Ralph Dupas emerged from humble beginnings in New Orleans to become a world champion boxer. Under the tutelage of trainer Angelo Dundee, Dupas won the world junior middleweight championship in 1963.
Born on October 14, 1935, Dupas was the second of eleven children of a New Orleans fisherman. He turned to boxing at an early age to escape poverty, falsifying his age in order to get his boxing license. By the time he was sixteen, Dupas was fighting ten-round main events across New Orleans, sometimes three times a month. In 1951 and 1952 Dupas fought fifteen times each year, losing just twice while scoring two draws.
Legendary trainer Angelo Dundee saw Dupas fight and convinced him to relocate to Miami, Florida, to train. Within two years Dupas had become a ranked contender in the lightweight division (130 to 135 pounds). Victories against Armand Savoi, Paddy DeMarco, and Kenny Lane vaulted Dupas into the top ranks of lightweights in the world.
On May 7, 1958, Dupas went toe-to-toe against Joe “Old Bones” Brown for the lightweight title, losing by an eighth-round knockout. He then moved up to the welterweight division (140 to 147 pounds) and positioned himself for another title shot.

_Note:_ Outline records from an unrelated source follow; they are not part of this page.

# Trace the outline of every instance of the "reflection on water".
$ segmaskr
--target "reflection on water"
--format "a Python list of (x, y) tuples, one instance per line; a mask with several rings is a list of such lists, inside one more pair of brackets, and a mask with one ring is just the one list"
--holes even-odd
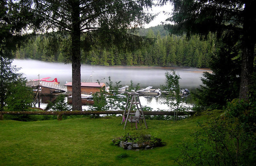
[[(57, 78), (60, 84), (63, 85), (66, 81), (72, 82), (71, 64), (53, 63), (28, 59), (15, 59), (12, 64), (17, 67), (21, 67), (19, 72), (24, 73), (24, 77), (28, 80), (51, 77), (52, 79)], [(133, 86), (139, 83), (140, 88), (151, 86), (153, 88), (161, 88), (161, 86), (165, 85), (165, 73), (173, 68), (148, 66), (102, 66), (82, 64), (81, 66), (81, 80), (86, 81), (92, 71), (93, 78), (95, 80), (101, 80), (100, 82), (109, 82), (108, 77), (114, 83), (121, 81), (122, 86), (130, 86), (132, 80)], [(174, 69), (180, 75), (180, 87), (191, 91), (199, 87), (202, 84), (200, 79), (203, 72), (207, 69), (196, 68), (175, 68)], [(105, 78), (105, 79), (104, 79)], [(115, 85), (113, 85), (115, 86)], [(153, 108), (153, 110), (168, 109), (167, 106), (162, 103), (162, 97), (140, 97), (142, 105)]]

He got that shot on July 13, 1962, against Emile Griffith, who four months earlier had beaten Benny Paret so badly that Paret later died of his injuries. A capacity crowd at the Las Vegas Convention Center in Nevada witnessed Griffith out-point Dupas, winning by a unanimous fifteen-round decision.
The now twenty-seven-year-old Dupas moved up to the junior middleweight division (147 to 154 pounds) to face titleholder Denny Moyer on April 29, 1963, at the Municipal Auditorium in New Orleans. More than five thousand fans saw Dupas pound the title out of Moyer to win the World Boxing Association and World Boxing Council junior middleweight title. He successfully defended his title in a rematch with Moyer on June 17, 1963, in Baltimore, Maryland, winning another fifteen-round unanimous decision.
At this point in his career, Dupas was a grizzled veteran of more than 120 professional prizefights and was clearly in the late stages of his career. He lost his title to Sandro Mazzinghi three months later in Milan through a technical knockout (TKO) in the ninth round; he also lost the December rematch with Mazzinghi three months later in Sydney, Australia. Dupas lost his final fight on September 8, 1966, against Joe Clark in Las Vegas in an eighth-round TKO.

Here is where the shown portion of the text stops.